§ MR. GEORGE ROBERTS (Norwich)
I beg to ask the President of the Local Government Board whether his attention has been directed to the case of Frederick William Brown, who was sentenced to twenty-one days imprisonment at the Blofield petty sessions on the 9th instant for arrears under a maintenance order with respect to his father; and whether as the evidence showed the man only earned 12s. a week, he will consider the advisability of restricting the practice of some boards of guardians of compelling men in poor circumstances to contribute to the relief of their aged parents under the Poor Law and the fixing of a wage-limit below which prosecutions shall not take place.
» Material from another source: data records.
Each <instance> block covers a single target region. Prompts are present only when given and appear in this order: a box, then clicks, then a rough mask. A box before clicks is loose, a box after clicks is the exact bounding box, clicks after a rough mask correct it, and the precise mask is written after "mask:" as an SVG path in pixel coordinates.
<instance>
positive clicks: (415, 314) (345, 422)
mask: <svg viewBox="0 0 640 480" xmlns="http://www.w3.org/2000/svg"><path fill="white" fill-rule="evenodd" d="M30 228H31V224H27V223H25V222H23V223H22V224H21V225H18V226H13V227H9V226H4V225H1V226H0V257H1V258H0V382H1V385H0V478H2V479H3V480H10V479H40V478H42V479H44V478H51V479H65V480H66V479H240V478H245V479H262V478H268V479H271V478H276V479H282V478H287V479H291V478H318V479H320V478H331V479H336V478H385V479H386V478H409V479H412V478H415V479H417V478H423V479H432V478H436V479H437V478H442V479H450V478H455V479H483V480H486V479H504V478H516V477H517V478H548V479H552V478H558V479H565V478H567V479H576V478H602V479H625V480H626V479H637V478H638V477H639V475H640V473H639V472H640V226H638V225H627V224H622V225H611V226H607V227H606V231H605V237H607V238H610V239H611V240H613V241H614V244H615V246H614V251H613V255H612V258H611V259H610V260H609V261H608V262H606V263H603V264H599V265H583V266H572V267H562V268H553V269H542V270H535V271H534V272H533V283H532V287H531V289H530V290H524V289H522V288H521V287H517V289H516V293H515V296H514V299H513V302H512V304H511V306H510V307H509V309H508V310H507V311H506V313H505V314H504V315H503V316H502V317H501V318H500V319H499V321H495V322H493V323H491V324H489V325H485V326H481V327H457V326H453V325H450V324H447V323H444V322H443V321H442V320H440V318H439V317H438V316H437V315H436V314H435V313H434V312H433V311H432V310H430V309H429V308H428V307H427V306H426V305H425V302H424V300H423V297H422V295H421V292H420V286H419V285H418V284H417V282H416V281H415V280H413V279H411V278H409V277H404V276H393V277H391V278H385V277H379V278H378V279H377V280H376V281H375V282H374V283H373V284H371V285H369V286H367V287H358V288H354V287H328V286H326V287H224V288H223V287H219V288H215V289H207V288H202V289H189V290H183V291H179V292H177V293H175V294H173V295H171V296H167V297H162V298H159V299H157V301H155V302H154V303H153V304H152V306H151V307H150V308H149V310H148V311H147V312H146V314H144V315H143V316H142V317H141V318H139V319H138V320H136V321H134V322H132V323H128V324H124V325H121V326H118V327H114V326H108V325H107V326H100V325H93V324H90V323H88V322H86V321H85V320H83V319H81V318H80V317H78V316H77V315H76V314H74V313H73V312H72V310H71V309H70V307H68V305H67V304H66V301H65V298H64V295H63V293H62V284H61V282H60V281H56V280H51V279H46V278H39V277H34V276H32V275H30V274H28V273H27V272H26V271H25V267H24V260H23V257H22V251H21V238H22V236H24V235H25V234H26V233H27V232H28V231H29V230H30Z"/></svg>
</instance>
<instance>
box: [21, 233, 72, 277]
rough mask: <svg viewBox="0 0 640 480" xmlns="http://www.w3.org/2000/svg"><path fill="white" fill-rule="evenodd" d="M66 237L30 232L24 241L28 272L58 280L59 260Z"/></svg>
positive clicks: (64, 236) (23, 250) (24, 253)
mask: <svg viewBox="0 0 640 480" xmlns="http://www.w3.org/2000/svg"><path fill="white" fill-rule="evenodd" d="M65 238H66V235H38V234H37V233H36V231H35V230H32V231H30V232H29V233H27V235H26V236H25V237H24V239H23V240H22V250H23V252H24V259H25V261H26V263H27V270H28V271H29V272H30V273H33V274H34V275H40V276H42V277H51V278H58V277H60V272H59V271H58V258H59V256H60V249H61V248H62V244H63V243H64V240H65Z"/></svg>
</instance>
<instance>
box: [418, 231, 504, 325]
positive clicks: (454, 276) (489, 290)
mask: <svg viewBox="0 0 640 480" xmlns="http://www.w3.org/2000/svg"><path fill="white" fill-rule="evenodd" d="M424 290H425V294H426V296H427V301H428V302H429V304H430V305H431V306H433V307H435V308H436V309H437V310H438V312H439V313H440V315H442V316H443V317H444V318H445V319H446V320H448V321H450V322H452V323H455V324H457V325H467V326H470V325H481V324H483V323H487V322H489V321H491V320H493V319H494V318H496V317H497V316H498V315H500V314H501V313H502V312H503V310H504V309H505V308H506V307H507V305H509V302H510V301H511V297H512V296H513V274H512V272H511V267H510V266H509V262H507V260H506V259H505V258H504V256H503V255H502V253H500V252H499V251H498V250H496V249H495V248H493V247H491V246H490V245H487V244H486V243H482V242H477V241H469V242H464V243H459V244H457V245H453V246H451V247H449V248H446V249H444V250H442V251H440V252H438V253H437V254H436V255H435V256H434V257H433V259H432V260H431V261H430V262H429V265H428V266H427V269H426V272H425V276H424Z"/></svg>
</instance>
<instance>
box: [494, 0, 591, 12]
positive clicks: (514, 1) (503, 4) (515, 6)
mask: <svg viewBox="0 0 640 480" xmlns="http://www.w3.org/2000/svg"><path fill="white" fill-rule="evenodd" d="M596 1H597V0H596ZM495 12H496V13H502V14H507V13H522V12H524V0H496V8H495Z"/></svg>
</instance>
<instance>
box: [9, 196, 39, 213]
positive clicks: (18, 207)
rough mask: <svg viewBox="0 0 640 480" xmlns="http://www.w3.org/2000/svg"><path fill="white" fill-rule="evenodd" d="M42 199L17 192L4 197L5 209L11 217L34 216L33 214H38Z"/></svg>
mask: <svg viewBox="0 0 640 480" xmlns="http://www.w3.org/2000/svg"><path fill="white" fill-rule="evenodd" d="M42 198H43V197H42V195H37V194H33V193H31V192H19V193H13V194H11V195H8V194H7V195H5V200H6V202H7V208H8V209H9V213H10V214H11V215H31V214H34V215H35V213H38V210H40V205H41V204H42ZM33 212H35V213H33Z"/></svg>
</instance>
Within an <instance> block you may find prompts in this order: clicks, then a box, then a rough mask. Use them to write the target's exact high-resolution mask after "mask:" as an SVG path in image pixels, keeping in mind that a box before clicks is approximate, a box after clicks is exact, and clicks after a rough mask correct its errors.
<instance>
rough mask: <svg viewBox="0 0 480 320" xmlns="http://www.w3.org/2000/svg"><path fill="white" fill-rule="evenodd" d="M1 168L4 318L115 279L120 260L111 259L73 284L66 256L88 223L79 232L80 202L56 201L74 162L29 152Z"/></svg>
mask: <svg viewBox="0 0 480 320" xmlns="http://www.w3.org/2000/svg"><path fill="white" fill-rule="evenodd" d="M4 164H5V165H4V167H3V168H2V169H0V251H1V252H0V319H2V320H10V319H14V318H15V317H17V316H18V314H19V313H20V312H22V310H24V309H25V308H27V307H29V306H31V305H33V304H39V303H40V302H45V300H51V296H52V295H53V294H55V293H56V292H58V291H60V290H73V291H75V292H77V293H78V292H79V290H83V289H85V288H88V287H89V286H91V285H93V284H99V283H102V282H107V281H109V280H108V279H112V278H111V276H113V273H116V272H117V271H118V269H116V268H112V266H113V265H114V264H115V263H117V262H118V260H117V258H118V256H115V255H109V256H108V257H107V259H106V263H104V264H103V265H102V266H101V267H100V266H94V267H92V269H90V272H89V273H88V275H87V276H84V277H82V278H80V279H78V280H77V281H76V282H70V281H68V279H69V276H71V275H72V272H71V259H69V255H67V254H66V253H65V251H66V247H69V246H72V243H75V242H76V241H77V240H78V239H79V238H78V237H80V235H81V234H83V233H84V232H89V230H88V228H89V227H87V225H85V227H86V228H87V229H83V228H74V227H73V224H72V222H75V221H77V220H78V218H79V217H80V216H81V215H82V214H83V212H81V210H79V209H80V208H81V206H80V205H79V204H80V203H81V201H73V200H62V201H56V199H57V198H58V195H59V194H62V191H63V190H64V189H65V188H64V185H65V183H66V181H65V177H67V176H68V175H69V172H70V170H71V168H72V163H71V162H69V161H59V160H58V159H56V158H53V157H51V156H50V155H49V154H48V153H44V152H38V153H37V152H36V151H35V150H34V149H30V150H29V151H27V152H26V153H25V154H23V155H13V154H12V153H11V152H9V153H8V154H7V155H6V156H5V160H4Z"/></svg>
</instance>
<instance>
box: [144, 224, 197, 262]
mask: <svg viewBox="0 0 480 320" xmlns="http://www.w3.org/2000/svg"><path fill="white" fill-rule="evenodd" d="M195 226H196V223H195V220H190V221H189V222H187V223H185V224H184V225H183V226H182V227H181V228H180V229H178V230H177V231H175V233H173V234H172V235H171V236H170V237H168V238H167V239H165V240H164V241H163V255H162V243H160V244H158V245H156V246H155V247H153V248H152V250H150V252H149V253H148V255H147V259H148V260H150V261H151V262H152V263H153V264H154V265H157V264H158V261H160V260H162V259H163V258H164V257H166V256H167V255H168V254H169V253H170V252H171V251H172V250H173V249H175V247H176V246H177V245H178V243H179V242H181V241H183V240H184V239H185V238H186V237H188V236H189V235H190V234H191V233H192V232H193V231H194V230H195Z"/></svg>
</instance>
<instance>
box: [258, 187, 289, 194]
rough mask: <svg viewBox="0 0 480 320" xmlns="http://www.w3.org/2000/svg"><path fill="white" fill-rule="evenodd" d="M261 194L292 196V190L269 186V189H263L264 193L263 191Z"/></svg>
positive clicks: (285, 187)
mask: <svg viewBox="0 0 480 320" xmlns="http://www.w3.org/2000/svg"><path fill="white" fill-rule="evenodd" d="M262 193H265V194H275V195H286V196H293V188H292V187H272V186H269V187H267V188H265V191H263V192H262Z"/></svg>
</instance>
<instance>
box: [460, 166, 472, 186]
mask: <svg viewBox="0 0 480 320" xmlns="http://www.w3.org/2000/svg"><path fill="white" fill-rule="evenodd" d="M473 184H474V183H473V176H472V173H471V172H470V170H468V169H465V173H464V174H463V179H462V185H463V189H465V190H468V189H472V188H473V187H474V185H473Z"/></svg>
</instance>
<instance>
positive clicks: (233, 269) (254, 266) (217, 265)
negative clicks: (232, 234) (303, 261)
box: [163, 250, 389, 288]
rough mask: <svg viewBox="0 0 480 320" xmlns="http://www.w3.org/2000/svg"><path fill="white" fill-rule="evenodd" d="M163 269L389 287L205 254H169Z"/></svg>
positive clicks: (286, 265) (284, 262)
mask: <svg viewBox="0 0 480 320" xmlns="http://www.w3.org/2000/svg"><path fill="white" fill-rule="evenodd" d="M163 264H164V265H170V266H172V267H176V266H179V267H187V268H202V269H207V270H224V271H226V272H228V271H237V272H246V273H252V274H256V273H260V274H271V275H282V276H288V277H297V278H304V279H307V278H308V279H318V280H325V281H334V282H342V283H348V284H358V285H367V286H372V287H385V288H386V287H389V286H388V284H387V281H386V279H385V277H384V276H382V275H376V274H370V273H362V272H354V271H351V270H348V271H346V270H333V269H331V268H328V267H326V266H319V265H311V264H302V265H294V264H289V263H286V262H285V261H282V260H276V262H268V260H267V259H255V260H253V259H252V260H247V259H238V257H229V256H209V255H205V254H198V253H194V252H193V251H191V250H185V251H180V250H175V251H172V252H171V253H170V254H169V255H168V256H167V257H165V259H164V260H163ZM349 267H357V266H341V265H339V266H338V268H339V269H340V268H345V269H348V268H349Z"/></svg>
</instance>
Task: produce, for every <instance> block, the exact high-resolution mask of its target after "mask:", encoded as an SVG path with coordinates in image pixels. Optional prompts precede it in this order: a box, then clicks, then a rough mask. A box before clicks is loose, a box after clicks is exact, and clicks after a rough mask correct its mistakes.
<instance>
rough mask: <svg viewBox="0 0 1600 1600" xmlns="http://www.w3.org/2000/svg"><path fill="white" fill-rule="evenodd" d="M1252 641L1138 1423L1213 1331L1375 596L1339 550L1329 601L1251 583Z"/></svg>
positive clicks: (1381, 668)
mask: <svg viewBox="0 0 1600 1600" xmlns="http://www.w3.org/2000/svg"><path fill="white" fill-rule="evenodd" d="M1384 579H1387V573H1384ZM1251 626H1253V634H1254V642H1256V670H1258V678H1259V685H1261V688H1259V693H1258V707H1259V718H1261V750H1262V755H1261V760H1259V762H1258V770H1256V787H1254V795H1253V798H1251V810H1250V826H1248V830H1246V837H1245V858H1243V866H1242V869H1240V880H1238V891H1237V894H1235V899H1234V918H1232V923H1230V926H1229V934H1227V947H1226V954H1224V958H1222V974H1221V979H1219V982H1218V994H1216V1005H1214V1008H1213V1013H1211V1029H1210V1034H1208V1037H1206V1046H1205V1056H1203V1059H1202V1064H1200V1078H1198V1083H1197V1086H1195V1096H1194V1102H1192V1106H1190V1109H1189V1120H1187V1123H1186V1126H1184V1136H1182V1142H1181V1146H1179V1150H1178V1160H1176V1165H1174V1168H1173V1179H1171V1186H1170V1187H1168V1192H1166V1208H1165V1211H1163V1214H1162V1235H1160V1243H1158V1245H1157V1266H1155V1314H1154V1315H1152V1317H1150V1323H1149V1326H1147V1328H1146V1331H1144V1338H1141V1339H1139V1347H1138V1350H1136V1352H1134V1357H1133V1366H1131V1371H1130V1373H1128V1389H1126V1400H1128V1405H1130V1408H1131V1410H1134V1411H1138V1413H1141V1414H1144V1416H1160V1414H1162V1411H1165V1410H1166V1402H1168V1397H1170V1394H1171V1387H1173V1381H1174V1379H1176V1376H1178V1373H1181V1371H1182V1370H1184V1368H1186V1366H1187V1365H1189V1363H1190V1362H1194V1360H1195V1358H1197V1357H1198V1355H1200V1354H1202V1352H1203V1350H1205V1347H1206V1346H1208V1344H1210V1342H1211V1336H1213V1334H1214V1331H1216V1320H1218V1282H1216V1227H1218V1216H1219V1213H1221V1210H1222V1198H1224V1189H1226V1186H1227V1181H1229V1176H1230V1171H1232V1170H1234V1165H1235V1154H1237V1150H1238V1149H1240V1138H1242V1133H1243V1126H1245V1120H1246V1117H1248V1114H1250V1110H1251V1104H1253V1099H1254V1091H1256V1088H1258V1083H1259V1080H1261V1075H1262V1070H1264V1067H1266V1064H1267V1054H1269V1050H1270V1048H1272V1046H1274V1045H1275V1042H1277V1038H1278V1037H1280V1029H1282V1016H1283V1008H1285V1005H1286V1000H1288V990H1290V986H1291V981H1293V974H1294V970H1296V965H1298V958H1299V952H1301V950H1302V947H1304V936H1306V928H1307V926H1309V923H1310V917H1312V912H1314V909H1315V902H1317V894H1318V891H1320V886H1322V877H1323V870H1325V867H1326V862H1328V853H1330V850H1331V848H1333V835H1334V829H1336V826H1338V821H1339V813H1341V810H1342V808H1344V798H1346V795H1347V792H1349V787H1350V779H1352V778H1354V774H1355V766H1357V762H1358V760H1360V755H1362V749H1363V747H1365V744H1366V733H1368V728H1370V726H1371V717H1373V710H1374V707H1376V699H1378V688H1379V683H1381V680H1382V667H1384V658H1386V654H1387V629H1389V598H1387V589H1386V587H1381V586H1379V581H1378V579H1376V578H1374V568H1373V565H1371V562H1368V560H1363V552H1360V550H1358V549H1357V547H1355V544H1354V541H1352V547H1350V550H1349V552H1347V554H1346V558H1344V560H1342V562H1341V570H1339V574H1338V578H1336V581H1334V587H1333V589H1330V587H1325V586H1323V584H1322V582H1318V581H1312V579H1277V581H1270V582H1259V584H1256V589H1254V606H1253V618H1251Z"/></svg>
§ THE PRESIDENT OF THE LOCAL GOVERNMENT BOARD (Mr. JOHN BURNS,) Battersea
I am informed that in the case referred to the father is an inmate of the workhouse, and that he has three sons who are young and unmarried men. They are receiving the average agricultural wages payable in the union at the present time, viz., 12s. a week, but there is no reason to believe that they did not receive the extra payments usual for harvest and summer work, which bring up the average wages for the year to 14s. or 15s. a week. The guardians 416 considered that they ought to contribute 1s. per week each to the maintenance of their father. The matter is one for the guardians and the justices, and I have no authority to interfere with regard to it. Legislation would be necessary to enable effect to be given to the suggestion of my hon. friend, but, as I have stated on other occasions, the question of contributions by relatives is before the Poor Law Commission, and, pending their Report, I do not propose to introduce legislation on the subject.